Hi everyone! Read through the material below and watch the videos, then give the WeBWorK assignment a try.
Learning Outcomes: At the end of this lesson you will be able to find the inverse Laplace transform of functions
Topic. This lesson covers section 8.2: The Inverse Laplace Transform.
WeBWorK. There is one WeBWorK assignment on today’s material: Inverse Laplace Transforms
Review: Finding the Laplace Transform of a function
You may wish to refer to this Table of Laplace Transforms during today’s lesson.
Example 1. Find the Laplace Transform of each function, and determine the interval on which it is defined.
- $t^{2}+4 t^{3}-7 t^{6}$
- $\sin t+\cos 3 t$
- $5 e^{2 t}-4 \sin 3 t$
- $5 t^{2}+3 \sin 5 t-2 e^{6 t} \cos 2 t$
Find the inverse Laplace Transform
Now we consider the inverse problem – if I give you the Laplace Transform of a function, can you find the function it came from?
Example 2. Find the inverse Laplace Transform of each function.

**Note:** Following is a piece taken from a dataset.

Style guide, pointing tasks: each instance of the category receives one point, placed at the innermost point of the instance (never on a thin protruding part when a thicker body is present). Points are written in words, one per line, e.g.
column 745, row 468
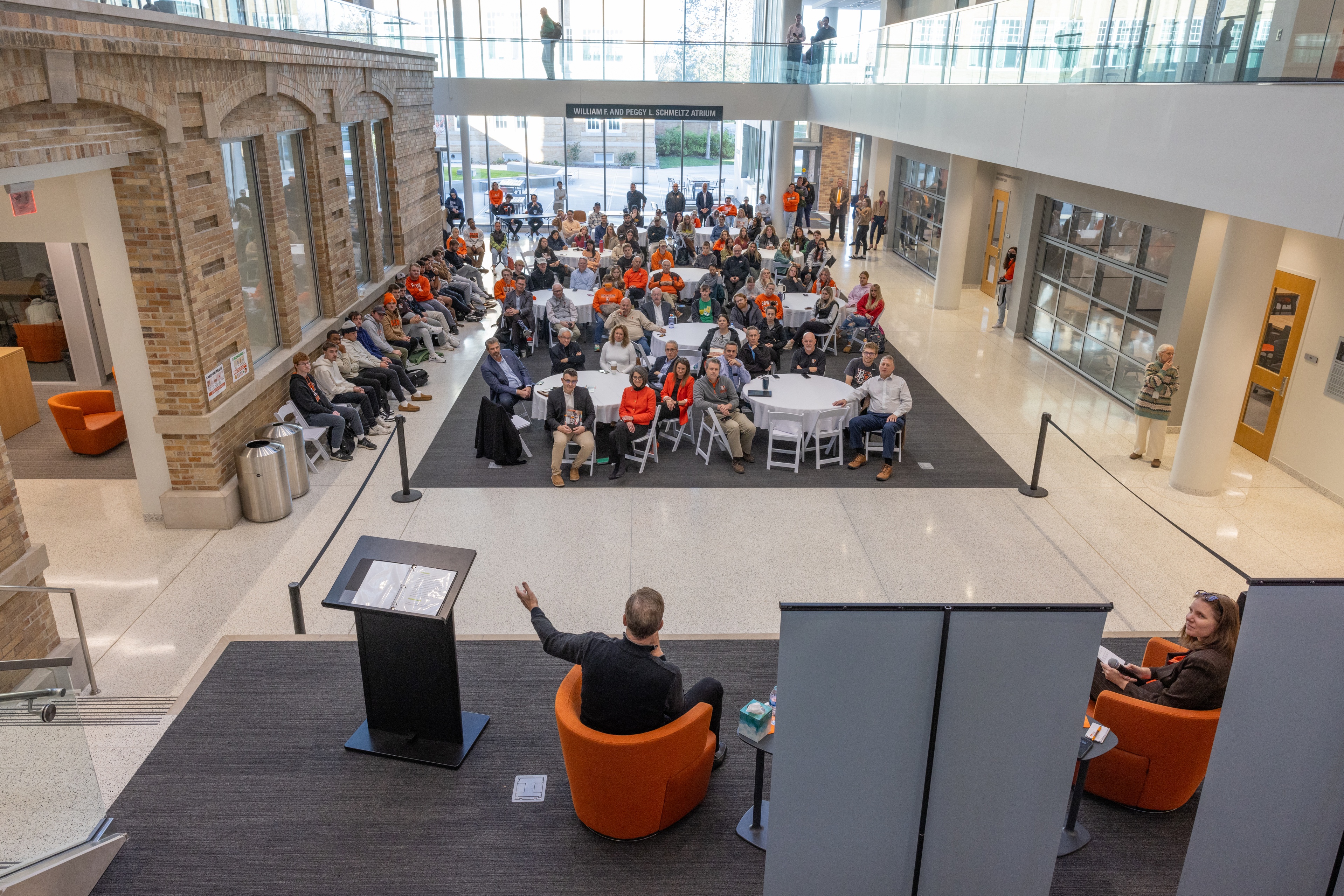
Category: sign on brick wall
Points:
column 601, row 111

- $\frac{3}{s}+\frac{4 !}{s^{5}}+\frac{1}{s-7}, \quad s>7$
- $\frac{1}{s^{2}+25}+\frac{s}{s^{2}+25}, \quad s>0$
- $\frac{1}{(s-4)^{2}+9}, \quad \mathrm{~s}>2$
- $\frac{1}{(s-6)^{7}}+\frac{5}{2 s-7}, s>6$
- $\frac{5}{s^{2}-8 s+41}, s>4$
That’s it for today! Try out the WeBWorK assignment, and let your professor know if you have questions.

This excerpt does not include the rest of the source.